Remember that great Disney song from Pocahontas? Just in case you developed amnesia, here it is:
My favorite lyrics?
“Should I choose the smoothest curve
Steady as the beating drum?
…Is all my dreaming at an end?
Or do you still wait for me,Dream GiverGod
Just around the riverbend?”
For whatever reason, despite my preference to choose the smoothest course, Jesus typically makes me take the roundabout way. Typically I hate it in the moment…but I look back after the wild ride is done and thank him for taking me on yet another adventure.

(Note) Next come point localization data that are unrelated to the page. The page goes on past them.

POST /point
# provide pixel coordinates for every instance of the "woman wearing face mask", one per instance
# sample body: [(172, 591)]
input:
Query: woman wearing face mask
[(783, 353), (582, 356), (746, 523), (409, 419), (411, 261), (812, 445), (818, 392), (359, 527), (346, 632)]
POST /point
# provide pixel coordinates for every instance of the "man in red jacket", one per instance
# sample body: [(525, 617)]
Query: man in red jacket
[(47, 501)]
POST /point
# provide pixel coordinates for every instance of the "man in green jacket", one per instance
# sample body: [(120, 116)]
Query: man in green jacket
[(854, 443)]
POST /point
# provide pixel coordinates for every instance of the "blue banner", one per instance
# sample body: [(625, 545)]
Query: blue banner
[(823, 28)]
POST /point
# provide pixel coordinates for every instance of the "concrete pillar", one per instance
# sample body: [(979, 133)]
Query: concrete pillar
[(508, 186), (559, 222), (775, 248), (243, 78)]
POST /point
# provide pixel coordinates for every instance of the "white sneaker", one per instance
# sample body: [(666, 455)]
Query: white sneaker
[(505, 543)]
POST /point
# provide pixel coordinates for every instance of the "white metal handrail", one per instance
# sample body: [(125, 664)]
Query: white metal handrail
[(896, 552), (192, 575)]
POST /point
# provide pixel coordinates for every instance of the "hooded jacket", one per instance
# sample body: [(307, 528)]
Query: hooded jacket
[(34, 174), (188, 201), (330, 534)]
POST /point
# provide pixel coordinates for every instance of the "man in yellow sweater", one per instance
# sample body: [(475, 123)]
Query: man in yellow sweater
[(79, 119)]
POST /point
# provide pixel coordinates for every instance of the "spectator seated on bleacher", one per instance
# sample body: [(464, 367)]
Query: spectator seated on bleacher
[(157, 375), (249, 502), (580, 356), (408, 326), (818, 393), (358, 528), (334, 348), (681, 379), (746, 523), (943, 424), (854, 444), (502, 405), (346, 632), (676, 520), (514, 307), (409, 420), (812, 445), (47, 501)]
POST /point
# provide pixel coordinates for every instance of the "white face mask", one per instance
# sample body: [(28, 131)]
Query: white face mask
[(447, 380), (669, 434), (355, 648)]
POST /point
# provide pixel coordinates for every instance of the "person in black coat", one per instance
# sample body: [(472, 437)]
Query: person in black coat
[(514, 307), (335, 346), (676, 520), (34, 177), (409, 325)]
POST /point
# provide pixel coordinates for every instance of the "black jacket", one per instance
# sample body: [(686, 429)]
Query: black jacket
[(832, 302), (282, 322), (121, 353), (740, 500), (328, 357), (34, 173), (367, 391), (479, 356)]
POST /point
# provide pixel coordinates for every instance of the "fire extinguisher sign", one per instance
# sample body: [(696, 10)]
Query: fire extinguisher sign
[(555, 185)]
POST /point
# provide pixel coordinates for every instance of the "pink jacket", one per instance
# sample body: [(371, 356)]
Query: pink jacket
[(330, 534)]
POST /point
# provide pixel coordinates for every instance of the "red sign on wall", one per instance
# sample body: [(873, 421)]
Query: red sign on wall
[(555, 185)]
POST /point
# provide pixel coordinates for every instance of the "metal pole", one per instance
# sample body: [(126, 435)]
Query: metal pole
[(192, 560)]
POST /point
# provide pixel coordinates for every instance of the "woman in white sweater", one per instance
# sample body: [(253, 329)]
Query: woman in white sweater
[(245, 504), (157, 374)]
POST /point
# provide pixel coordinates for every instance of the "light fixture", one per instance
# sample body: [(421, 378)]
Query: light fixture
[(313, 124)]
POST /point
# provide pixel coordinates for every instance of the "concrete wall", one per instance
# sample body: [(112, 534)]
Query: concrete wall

Something has been coming up in prayer lately. Not anything huge. Actually quite small. Kind of like what Elijah experienced:
“And he said, “Go forth, and stand upon the mount before the LORD.” And behold, the LORD passed by, and a great and strong wind rent the mountains, and broke in pieces the rocks before the LORD, but the LORD was not in the wind; and after the wind an earthquake, but the LORD was not in the earthquake; and after the earthquake a fire, but the LORD was not in the fire; and after the fire a still small voice.” 1 Kings 19:11-12
What’s the still small voice been saying, you ask?
It’s been telling me that one day…just around the riverbend (weeks, months, years, only God knows how long my wild riverbend of infertility is)…my circumstances will change.
I will likely either be a mother someday, God will change my heart’s desires and reveal something else I am called to do as a wife, or he will give me supernatural strength and courage in this cross. I am confident that His will isn’t to emotionally rake me over the coals for the rest of my life until I die. Yes, I feel stuck in a never-ending, grueling, suffocating, heart-breaking, Bill-Murray-Groundhog’s-Day-esque, brutal place. But it won’t be my forever. There is a life beyond this riverbend even though I am clueless to how it will play out.
How will I look back on this time of waiting?
I don’t want to get 20/20 vision someday when I am cozily on “the other side” and look back and regret how I lived my life through this trial.
Will I look back and see a girl desperately needing a hug on a constant basis? Will I look back and see someone who wallowed in near-despair for years on end? Will I look back and wish I had been more generous with the gift of myself to others despite being in tremendous emotional and physical pain? Will I look back and see a girl who fell for the Devil’s lies more often than she clung to eternal truths of her Almighty King?
Will I regret how I lived my life?
I don’t want to regret it. I want to live my life in light of the truth that this isn’t the end of my story. That infertility and all its emotions aren’t my eternal destiny. That God does have a plan for me despite my ability to see or understand it. That I am going around a particularly arduous riverbend that has another side to it even though I can’t see much right now.
If I live my life in light of those things…it will likely change how I spend the time waiting.
Sure, I will definitely have highs and lows, as to be expected. I am not superhuman. If I lived in this confident trust and hope, I would be at peace far more often than not. I would strive more eagerly to carry my cross with Jesus and to offer it up for others. I would want to make each day count and not live my life for some fantasy future that isn’t reality (yet). I would calm down and not get so frantic or anxious. I wouldn’t be able to regret this time, knowing I fought hard to look at Jesus as we hung and died on this cross together.
Lately, I read this blog post. It affirmed what I’ve been thinking in prayer. I see how beautiful life “beyond the riverbend” is for this woman who battled her way through 5+ years of infertility. I know that type of sweet redemption is possible for me even though it won’t be her same story. Or anyone else’s story. I know who my God is. Nothing is impossible with him.
For now, I continue winding along on the riverbend of infertilty.
“Is all my dreaming at an end?”
No. It’s not. It appears that everyone else is on the smooth course but take me on the crazy route, Lord. The one that bends and curves and even has a terrifyingly steep waterfall. I trust you will my good. That there is life around this riverbend. That all my dreams aren’t at an end. You will take care of me. Help me choose truth when I want to choose lies. Help me keep my eyes fixed on you and not what other people’s lives look like. Help me to operate out of a spirit of trust and not a spirit of fear. Then, and only then, will I be able to look back on this time in our journey together and not regret how it was spent. Your will be done.
I know that I will look back one day and thank you for this path you’ve chosen, even if I can’t thank you today.